Sea serpents! They’re a staple of folklore around the world—if by “folklore” we mean not “stories that people tell” so much as “shit that people used to believe was real and now mostly don’t but privately maybe kinda still do.” Lore from all over the globe talks about mysterious monsters that live in the deep, occasionally spotted by sailors and routinely blamed for shipwrecks and ships simply never seen again. They’re not necessarily snakelike and they may just as easily dwell in lakes or rivers in oceans; “sea serpent” is largely a convenient alliterative catch-all term for any sort of water-dwelling dragon, dinosaur or other unidentified aquatic object. Babylonian Tiamat and Biblical Leviathan, Greek Scylla and Chinese dragons, Norse Jörmungandr and the Loch Ness monster—sea monsters are so deeply embedded in the collective imagination that believed realms of dragons and other sea monsters remained common warnings on maps well into the Renaissance.

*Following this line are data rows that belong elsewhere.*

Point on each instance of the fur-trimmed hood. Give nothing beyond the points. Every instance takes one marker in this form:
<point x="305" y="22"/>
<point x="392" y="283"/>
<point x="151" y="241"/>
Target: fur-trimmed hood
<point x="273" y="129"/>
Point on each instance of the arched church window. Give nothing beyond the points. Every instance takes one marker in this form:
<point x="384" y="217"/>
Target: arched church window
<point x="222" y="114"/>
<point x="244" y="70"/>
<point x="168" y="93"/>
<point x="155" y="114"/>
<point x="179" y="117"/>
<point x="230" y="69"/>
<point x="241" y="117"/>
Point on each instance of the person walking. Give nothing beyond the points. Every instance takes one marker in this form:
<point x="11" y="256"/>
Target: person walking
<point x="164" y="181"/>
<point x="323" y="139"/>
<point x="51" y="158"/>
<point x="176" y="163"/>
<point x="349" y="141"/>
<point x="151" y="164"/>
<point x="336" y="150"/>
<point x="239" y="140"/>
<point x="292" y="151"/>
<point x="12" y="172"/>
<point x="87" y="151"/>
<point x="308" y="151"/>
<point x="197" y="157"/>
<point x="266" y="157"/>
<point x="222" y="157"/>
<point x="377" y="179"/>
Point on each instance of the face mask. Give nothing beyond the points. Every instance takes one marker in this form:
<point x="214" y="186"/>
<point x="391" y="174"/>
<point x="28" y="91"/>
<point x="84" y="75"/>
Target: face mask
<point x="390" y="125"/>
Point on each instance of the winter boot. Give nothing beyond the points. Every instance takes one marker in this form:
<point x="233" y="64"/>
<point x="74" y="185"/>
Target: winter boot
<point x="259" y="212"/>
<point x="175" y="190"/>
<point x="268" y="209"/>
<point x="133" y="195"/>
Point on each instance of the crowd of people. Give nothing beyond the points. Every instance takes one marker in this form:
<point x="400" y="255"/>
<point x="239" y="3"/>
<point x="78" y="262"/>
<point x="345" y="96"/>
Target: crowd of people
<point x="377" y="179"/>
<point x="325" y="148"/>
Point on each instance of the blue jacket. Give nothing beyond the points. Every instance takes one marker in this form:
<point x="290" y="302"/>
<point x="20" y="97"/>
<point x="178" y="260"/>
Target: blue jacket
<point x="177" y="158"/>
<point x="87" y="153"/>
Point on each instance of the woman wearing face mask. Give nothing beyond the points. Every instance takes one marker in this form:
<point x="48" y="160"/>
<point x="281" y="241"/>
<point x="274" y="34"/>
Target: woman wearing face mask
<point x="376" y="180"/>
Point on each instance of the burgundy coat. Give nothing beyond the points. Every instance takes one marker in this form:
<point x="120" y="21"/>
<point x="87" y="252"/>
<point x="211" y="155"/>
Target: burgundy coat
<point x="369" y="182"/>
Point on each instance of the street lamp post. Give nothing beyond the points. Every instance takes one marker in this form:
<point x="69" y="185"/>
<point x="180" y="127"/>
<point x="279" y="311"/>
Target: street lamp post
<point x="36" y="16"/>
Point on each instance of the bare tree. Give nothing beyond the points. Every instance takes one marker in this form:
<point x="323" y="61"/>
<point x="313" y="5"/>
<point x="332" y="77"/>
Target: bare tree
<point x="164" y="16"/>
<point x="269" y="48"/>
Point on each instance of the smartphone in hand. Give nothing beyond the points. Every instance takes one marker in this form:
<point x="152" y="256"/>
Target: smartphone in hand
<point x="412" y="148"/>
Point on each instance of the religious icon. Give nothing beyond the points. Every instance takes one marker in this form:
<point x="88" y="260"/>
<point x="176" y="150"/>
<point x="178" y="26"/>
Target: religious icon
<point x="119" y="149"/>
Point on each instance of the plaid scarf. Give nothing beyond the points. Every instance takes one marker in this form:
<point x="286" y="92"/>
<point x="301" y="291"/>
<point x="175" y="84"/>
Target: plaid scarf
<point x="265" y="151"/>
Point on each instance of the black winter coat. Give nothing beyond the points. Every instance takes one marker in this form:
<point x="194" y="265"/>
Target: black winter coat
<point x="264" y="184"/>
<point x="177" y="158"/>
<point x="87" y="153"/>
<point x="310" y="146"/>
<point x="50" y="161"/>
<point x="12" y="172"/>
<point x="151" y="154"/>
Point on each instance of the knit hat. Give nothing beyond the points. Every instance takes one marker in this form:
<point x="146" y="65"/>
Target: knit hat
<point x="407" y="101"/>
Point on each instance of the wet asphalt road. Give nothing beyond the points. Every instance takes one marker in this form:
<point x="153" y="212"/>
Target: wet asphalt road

Sam Hurwitt’s short comedy is your classic cozy drawing room murder mystery. In a grand English estate converted into a hotel, one of the guests has been murdered, and everyone is a suspect. Still more shocking to the assembled guests/suspects is that the talented amateur detective investigating Miss Haberdash’s untimely demise is…the Loch Ness Monster!
SEA SERPENT or NESS OF VIPERS by Sam Hurwitt
Directed by Julia Heitner
Staged Reading on November 18, 2021 at EXIT Theatre
Sam Hurwitt is a Berkeley native and longtime Bay Area arts journalist. His trilogy of plays about Helen of Troy, Penelope and Medea were part of the San Francisco Olympians Festival from 2013 through 2015, and this is his first time back among the Olympians since then. Sam has been a member of the PlayGround Writers Pool for the last three seasons, and one of his short plays was selected for 2019’s Best of PlayGround. Some of his other short plays have been part of PianoFight’s ShortLived and Pint Sized Plays and Awesome Theatre’s In Search of the Funniest Play Ever.